DEV Community

TechLogStack
TechLogStack

Posted on • Originally published at techlogstack.com on

Slack's Worst Day: When a Better Cache Manager Made Everything Worse

Slack · Reliability · 17 May 2026

On February 22, 2022, Slack went down for many users — including the engineer designated as Incident Commander, who was authoring the postmortem from a position of personal experience. The culprit was a new component that worked exactly as designed.

  • Feb 22 2022 outage
  • Consul rollout to 75% of fleet
  • Cache hit rate collapsed
  • Vitess keyspace severely overloaded
  • Cascading failure: metastable state
  • Mcrib: faster = more dangerous

The Story

Slack experienced a major incident on February 22 this year, during which time many users were unable to connect to Slack, including the author — which certainly made my role as Incident Commander more challenging!

— — Laura Nolan, Senior Staff Engineer — via Slack Engineering Blog

The 2-22-22 incident at Slack is one of the cleanest documented examples of a metastable failure (a failure mode described in distributed systems research where a system settles into a stable degraded state from which it cannot recover without external intervention, even after the original trigger has passed) in production systems. It did not require a bug. It did not require bad code. It required a Consul (a service discovery and service mesh tool used by Slack to maintain a dynamic registry of which servers are healthy and serving traffic) rollout to hit a tipping point during peak traffic, a faster-than-previous cache configuration manager to amplify the resulting churn, and a single inefficient database query to become a load-amplifying avalanche. Every component was working exactly as designed. The system, however, was not.

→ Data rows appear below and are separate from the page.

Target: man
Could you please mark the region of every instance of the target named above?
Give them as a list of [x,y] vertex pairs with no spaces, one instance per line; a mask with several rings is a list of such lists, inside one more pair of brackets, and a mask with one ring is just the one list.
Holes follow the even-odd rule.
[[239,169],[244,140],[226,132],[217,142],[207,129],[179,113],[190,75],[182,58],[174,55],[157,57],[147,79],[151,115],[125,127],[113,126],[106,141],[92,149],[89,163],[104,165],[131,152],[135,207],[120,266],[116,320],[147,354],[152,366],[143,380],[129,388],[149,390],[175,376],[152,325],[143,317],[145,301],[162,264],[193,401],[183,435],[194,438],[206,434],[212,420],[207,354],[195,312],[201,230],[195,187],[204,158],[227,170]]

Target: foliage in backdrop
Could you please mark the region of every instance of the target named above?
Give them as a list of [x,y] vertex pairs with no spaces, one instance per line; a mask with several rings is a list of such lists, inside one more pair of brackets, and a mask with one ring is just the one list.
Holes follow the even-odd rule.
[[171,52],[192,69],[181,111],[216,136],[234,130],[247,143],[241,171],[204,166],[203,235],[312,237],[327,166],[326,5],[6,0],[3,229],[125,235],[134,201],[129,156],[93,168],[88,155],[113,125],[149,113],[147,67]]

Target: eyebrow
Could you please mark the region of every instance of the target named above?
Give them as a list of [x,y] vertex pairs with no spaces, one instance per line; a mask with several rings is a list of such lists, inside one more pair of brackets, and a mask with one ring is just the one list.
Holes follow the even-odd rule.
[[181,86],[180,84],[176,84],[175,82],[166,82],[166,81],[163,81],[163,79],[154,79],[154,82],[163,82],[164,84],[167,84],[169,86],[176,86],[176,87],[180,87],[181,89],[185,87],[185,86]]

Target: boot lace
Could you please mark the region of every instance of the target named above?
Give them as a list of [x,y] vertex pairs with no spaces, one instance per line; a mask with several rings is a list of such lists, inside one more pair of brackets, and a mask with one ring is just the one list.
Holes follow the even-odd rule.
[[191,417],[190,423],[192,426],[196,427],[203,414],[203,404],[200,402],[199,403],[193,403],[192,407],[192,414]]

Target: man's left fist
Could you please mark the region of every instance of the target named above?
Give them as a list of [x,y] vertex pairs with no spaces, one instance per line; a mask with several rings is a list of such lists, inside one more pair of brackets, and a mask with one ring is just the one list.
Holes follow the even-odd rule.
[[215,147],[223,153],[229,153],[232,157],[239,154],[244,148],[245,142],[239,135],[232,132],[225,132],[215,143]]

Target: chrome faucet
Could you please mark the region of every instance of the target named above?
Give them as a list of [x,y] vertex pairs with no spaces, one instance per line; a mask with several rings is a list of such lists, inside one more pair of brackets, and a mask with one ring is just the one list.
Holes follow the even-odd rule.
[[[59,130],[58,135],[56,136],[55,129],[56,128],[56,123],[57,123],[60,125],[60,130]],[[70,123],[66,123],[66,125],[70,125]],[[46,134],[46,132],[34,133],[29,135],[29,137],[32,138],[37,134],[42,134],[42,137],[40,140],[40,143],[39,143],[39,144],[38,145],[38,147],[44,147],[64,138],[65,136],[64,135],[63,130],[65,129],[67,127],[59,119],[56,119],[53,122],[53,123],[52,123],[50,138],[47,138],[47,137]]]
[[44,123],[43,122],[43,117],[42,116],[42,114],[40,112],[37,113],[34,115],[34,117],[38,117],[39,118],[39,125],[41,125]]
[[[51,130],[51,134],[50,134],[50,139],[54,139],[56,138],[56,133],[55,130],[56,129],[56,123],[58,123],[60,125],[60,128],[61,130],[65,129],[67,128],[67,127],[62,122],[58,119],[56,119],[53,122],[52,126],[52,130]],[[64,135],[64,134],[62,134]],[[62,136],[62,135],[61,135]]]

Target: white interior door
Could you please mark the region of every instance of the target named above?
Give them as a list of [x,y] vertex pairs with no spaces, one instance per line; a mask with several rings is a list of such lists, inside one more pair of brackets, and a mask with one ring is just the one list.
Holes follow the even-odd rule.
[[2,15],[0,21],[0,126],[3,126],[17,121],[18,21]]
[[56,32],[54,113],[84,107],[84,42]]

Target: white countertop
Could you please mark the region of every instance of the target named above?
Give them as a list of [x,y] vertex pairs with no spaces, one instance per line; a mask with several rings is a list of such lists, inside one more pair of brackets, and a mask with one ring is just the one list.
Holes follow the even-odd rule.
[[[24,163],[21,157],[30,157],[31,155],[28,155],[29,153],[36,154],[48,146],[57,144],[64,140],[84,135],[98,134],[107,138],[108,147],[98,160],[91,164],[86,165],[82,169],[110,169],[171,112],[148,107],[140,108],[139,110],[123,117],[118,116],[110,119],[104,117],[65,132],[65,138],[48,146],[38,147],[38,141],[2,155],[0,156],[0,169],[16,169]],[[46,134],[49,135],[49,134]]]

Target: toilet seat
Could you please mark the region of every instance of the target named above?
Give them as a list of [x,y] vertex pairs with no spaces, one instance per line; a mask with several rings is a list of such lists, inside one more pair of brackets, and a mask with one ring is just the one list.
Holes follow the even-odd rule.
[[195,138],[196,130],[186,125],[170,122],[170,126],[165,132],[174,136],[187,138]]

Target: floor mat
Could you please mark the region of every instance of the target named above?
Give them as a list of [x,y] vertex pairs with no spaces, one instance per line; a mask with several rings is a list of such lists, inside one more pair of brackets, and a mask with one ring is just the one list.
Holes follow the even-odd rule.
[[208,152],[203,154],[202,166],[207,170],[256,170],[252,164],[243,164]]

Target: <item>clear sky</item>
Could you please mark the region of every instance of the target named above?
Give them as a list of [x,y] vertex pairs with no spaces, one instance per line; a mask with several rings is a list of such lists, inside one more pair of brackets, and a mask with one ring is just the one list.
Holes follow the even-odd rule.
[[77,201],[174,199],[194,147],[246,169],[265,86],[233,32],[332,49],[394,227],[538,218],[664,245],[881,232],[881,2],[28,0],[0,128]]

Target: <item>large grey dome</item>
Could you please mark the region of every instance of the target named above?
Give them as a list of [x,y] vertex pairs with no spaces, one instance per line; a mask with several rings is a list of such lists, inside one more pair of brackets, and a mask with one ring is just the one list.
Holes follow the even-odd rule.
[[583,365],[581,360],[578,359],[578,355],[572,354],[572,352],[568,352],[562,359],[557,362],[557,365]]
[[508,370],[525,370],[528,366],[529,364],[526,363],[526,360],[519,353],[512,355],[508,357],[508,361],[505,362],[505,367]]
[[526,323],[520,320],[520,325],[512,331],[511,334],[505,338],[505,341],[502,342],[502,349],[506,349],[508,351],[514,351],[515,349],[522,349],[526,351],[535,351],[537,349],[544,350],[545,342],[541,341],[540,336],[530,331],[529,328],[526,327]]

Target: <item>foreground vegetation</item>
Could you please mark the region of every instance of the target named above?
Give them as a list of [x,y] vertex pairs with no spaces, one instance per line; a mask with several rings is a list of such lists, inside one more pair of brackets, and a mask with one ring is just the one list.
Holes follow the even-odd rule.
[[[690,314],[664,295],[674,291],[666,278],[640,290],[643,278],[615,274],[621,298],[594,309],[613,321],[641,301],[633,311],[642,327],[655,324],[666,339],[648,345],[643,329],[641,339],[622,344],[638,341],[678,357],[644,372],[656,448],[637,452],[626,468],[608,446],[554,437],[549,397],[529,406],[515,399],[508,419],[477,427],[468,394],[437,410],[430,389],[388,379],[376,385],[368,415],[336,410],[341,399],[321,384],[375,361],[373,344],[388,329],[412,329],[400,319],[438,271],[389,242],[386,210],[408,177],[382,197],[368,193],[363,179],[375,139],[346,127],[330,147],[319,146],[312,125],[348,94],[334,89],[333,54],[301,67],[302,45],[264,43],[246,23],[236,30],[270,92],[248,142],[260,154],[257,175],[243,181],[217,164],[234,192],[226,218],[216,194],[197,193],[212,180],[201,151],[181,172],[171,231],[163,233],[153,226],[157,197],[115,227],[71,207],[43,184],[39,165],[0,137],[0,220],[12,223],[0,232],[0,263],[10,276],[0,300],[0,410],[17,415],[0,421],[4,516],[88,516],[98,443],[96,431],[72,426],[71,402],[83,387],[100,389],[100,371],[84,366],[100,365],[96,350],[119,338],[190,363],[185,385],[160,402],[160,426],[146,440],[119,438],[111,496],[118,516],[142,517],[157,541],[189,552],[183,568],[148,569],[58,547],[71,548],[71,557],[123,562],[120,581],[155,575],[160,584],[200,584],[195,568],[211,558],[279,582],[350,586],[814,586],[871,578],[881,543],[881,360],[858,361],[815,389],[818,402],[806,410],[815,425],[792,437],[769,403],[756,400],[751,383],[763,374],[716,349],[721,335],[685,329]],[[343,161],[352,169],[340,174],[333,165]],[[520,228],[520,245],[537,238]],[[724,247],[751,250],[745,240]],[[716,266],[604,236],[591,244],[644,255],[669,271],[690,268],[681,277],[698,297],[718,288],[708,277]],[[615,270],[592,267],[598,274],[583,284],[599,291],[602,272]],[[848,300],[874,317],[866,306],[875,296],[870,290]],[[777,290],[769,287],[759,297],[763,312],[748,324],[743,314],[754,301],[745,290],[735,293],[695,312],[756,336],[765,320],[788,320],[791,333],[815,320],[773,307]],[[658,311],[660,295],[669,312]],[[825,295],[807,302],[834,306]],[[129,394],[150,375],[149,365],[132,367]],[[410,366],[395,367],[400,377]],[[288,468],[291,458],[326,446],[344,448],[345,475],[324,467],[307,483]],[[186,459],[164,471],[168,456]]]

The Architecture: Caches, Consul, and Mcrib

Slack's serving architecture routes requests through a web application layer that uses Memcached (a high-performance in-memory key-value cache used by Slack to store frequently accessed data and avoid repeated database queries) as its primary caching tier. A component called Mcrouter routes cache requests using consistent hashing (a routing algorithm that maps each cache key to a specific server using a hash ring, so cache lookups are predictable and cache warmth is preserved during small topology changes). A control plane called Mcrib watches Consul (the service discovery system that tracks which Memcached nodes are healthy) and updates Mcrouter's configuration whenever nodes appear or disappear from the service catalog. When a Memcached node leaves the catalog — even temporarily, during a restart — Mcrib replaces it with a fresh, empty spare node. The new node's cache is cold. Requests that would have been cache hits on the old node now miss and hit the Vitess (Slack's horizontally sharded MySQL system) database instead. Under normal circumstances, this is fine: node restarts are infrequent, cache warm-up is fast, and the load spike is transient.

⚙️

The new Mcrib component was described as objectively better than its predecessor: it was faster and more efficient at detecting downed Memcached instances and replacing them with spare nodes. It did exactly what it was designed to do. That efficiency was precisely why the incident was so severe.

Problem

Consul Rollout Hits Tipping Point

Slack was running a percentage-based rollout (a deployment strategy that applies a change to a fixed percentage of hosts at a time, intended to allow controlled testing before full rollout) of the Consul agent binary. Two 25% rollout steps the prior week had completed without incident. The third 25% step on February 22 — bringing total upgraded hosts to 75% — hit peak traffic and entered a cascading failure. Engineers saw user tickets, internal errors, and alerts firing simultaneously at 6am Pacific.


Cause

Cache Emptying Cascade

When a Consul agent restarts on a Memcached node, it briefly deregisters the node from the service catalog. Mcrib — the new, faster control plane — detects this immediately and replaces the departing node with an empty spare. As the rollout processed 25% of the fleet sequentially, cache nodes were continuously being emptied and replaced. Cache hit rates dropped. Cache misses (requests where the data is not in cache, forcing a database query to serve the response) flooded Vitess (Slack's sharded MySQL layer), particularly one keyspace containing channel membership data.


Solution

Throttle, Optimize, Drain

Recovery required three simultaneous interventions. First, client boot throttling reduced the incoming request rate to give the cache time to warm. Second, the problematic GDM scatter query was optimized to only fetch missing data from Vitess instead of querying every shard. Third, engineers added Vitess replicas as read sources to distribute the database load. The system was in a metastable failure state — pausing the Consul rollout was not sufficient because the cascade was already self-sustaining.


Result

Service Restored, Architecture Hardened

Slack recovered after engineers intervened to break the cascade. Long-term fixes included modifying Mcrib's control loop to avoid rapid consecutive node replacements, fixing the scatter query to read from a table sharded by channel ID, and analyzing other high-volume queries backed by the cache tier for similar vulnerability.


THE METASTABLE STATE TRAP

Once Slack's system entered its cascading failure state, simply pausing the Consul rollout did not restore service. The system was already in a metastable state — a condition where the failure was self-sustaining: cache misses caused database load, database load caused slow responses, slow responses caused retries, retries caused more database load. The only exit was external intervention that changed the system state — throttling load or increasing capacity — not undoing the original trigger. This is the defining characteristic of metastable failures and the reason they are so dangerous.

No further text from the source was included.